I have a website data, where I track the number of pages that are viewed and a video content that's completely viewed. I have no issues with pulling the data. However, I need to put this into a dashboard and trying to transform the data so that there's a column that would track the content name, other columns to track Viewed and Completed.
Like this:
The Original query to pull the data takes around 3 minutes. But when I updated it to get the transformation:
select distinct site_name, date, page_name, 'View' as content-type, content1_View as content_name, launch_count
from report_qry
UNION
select distinct site_name, date, page_name, 'Complete' as content-type, content1_complete as content_name, launch_count
from report_qry
After adding the unions, the query is now taking 15 Minutes to complete. Is there any workaround or a better way to do this?
The original query gets data from around 10 million records also there's a good chance that the number of contents will increase. Now I just have 2.
If I read your description correctly, the report_qry is a CTE and it took 3 mins to complete.
Your query can be optimized by the following steps: Step 1. UNION -> UNION ALL
UNION means UNION DISTINCT, your subqueries guarante content-types are different between them ('View' VS 'Complete'). So we don't need UNION DISTINCT here. Write it explicitly as UNION ALL will save the distinct step when having union operation on subqueries.
select distinct site_name, date, page_name, 'View' as content-type, content1_View as content_name, launch_count
from report_qry
UNION ALL
select distinct site_name, date, page_name, 'Complete' as content-type, content1_complete as content_name, launch_count
from report_qry
Step 2. Avoid computing report_qry twice by using UNNEST()
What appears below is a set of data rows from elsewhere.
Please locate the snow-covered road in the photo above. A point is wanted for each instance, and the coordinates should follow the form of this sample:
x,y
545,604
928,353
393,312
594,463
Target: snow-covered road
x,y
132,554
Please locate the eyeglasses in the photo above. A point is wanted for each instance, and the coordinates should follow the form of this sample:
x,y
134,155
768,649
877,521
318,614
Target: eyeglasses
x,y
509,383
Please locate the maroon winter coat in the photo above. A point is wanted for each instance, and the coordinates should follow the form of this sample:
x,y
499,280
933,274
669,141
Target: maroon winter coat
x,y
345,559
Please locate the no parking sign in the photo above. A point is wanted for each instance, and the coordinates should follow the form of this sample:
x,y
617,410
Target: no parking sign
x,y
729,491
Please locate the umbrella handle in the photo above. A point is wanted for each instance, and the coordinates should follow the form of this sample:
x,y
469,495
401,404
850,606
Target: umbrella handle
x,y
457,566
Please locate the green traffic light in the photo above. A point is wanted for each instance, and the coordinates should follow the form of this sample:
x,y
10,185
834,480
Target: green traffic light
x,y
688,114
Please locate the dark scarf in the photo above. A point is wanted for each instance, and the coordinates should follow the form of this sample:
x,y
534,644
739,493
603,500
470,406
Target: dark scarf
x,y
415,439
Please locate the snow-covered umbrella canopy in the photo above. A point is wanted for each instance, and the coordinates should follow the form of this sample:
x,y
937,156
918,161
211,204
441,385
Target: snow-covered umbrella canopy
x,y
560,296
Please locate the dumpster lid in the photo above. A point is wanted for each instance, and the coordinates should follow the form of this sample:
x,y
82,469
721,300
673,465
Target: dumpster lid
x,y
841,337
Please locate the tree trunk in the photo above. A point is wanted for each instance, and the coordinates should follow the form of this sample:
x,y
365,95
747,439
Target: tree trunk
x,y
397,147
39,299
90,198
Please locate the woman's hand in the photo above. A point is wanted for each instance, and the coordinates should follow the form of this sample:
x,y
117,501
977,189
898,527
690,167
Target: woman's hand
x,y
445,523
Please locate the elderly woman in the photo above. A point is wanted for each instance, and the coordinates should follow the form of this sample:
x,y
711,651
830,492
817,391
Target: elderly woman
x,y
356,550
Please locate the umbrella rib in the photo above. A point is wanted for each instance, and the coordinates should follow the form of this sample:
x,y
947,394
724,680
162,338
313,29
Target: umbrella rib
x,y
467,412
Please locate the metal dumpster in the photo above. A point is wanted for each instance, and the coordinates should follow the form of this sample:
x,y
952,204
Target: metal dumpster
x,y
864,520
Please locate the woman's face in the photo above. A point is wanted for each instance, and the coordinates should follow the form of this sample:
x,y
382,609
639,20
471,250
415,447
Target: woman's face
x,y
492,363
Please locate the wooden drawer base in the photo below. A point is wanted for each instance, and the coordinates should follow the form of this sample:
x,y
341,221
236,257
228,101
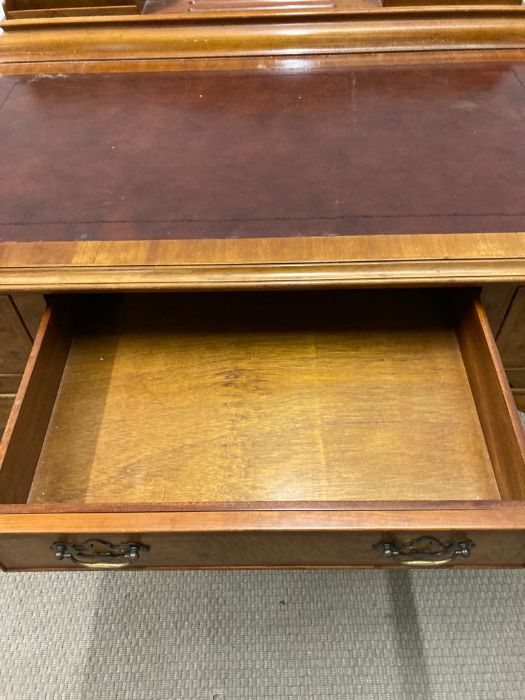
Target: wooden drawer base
x,y
260,430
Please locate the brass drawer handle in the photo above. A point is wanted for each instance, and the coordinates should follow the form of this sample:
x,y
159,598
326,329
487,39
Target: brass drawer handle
x,y
425,551
99,554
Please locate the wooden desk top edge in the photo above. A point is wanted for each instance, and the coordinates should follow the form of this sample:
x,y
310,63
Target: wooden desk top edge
x,y
405,260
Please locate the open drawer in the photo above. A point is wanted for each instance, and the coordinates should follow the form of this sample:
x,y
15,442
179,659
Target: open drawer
x,y
260,429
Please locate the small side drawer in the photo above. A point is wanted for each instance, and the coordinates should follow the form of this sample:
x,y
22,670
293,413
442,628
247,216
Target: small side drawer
x,y
302,429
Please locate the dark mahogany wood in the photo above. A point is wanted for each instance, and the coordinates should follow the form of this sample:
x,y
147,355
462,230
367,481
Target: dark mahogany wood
x,y
294,150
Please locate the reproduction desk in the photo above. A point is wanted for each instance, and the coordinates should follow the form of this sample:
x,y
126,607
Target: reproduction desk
x,y
261,228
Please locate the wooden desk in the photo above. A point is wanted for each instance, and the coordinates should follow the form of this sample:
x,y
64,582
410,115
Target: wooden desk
x,y
336,398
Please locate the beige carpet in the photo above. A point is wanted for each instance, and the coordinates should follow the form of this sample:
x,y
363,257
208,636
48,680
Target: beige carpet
x,y
346,635
302,634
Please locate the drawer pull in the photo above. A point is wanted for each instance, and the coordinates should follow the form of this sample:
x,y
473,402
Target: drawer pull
x,y
425,551
99,554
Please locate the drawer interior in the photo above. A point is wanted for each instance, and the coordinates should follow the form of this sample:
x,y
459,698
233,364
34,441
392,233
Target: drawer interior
x,y
262,397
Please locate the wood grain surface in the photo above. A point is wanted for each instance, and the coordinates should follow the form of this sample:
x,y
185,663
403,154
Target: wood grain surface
x,y
265,397
292,152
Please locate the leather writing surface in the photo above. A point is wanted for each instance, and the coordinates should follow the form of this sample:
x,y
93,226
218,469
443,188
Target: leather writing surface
x,y
296,151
report_qry is a CTE, it appears twice in the query and are computed twice. we can rewrite the query by using UNNEST() to avoid that
select distinct
site_name,
date,
page_name,
content-type,
case when content-type = 'View' then content1_View
when content-type = 'Complete' then content1_complete
end as content_name,
launch_count
from report_qry
cross join unnest(ARRAY['View','Complete']) as t(content-type)
Step 3 (Optional). Verify the data to see whether select distinct is necessary. If it is not necessary, remove distinct operator.